What did you find out about your birds?


----------



## Rollerboys (Apr 6, 2005)

The Canadian Show Roller home page is http://crc02.tripod.com/

Enjoy

Let me know what you think......


----------



## PapaPigeon (Dec 22, 2004)

*Difference?*

Is there any/what are the differences between the "Canadian Show Rollers" and just Show Rollers? I raise Show Rollers and the standards look pretty similar.


----------



## Rollerboys (Apr 6, 2005)

Duns are the shortest route to intensify black. Dun is the dilute of black., so blacks carrying dun , dun works best.


----------



## Rollerboys (Apr 6, 2005)

Yes, Canadian Show Rollers do indeed differ from American Show Rollers. American Show Rollers , when standing properly look as if they are sitting on their feet, they are much more loose feathered, which gives the look of being larger and puffier than that of the Canadian. The idea of the Canadian was to show a tight feathered bird, standing erect with a nice thick neck. The bird looks as it is ready for flight. The American counterpart looks over weight and sluggish. The tail and socks of the baldhead pattern is to be the same as the body color, not white as in the American breed. So there are definite differences. I know that because of the proximity of the Can/ US border, it is not uncommon for breeders of both types to interbreed the two to try to improve one or the other breed. I know for instance that our reds and yellows are very popular to some American Show Roller Breeders.

Thanks for your inquiry.

Barry


----------



## PapaPigeon (Dec 22, 2004)

OVER WEIGHT, SLUGGISH!!! Yep, that describes them, lol.
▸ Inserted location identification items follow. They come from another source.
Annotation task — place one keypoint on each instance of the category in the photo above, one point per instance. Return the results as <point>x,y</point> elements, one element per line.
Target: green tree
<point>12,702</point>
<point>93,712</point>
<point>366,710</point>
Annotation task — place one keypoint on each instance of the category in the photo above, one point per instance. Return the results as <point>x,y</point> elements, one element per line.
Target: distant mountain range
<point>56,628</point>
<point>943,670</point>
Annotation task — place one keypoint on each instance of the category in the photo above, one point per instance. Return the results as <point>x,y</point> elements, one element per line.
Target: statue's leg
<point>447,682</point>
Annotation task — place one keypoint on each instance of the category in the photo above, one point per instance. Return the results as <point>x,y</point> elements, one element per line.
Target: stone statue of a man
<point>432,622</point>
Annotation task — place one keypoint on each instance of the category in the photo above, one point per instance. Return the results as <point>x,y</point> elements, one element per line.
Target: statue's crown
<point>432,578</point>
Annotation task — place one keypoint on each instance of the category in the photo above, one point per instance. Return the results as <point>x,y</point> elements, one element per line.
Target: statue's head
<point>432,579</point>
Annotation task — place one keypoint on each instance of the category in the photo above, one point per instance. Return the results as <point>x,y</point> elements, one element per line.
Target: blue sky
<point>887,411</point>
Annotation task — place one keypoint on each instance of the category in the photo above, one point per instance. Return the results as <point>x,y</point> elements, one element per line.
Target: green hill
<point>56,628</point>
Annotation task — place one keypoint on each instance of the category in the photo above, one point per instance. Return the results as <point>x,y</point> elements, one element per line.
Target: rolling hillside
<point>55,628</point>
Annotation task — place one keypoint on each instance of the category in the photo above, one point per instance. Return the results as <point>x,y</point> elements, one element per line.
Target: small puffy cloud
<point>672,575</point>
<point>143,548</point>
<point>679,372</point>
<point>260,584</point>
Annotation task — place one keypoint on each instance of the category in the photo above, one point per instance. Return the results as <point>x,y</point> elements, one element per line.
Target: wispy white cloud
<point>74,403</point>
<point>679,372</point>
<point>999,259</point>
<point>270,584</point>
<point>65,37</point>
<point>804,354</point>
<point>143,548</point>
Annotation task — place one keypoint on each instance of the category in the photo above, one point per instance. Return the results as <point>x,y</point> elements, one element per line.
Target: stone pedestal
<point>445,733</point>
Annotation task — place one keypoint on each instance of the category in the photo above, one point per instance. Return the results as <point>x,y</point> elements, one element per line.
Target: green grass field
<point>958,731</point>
Thanks for clearing that up for me.


----------



## Rollerboys (Apr 6, 2005)

Yes, overweight and sluggish, you know what I mean, I am talking about appearance to the eye, the physical differences. I did not mean to offend anyone, but the US Show roller defintely looks heavier and its body does rest almost on its feet. There is lots of power in the breed appearance but not one that is attractive to me personally.

I was drawn to the pigeon hobby for many reasons, the main one being that you could release and actually fly birds that would return to you. With that in mind after more than 35 years that is still the attraction to me. Our Canadian show roller is a true roller in every sense, even actually turning while in flight in their pens! 

You asked for comparison and I have tried to show that, I am getting a digital camera soon and maybe we can share some pics.

talk soon


----------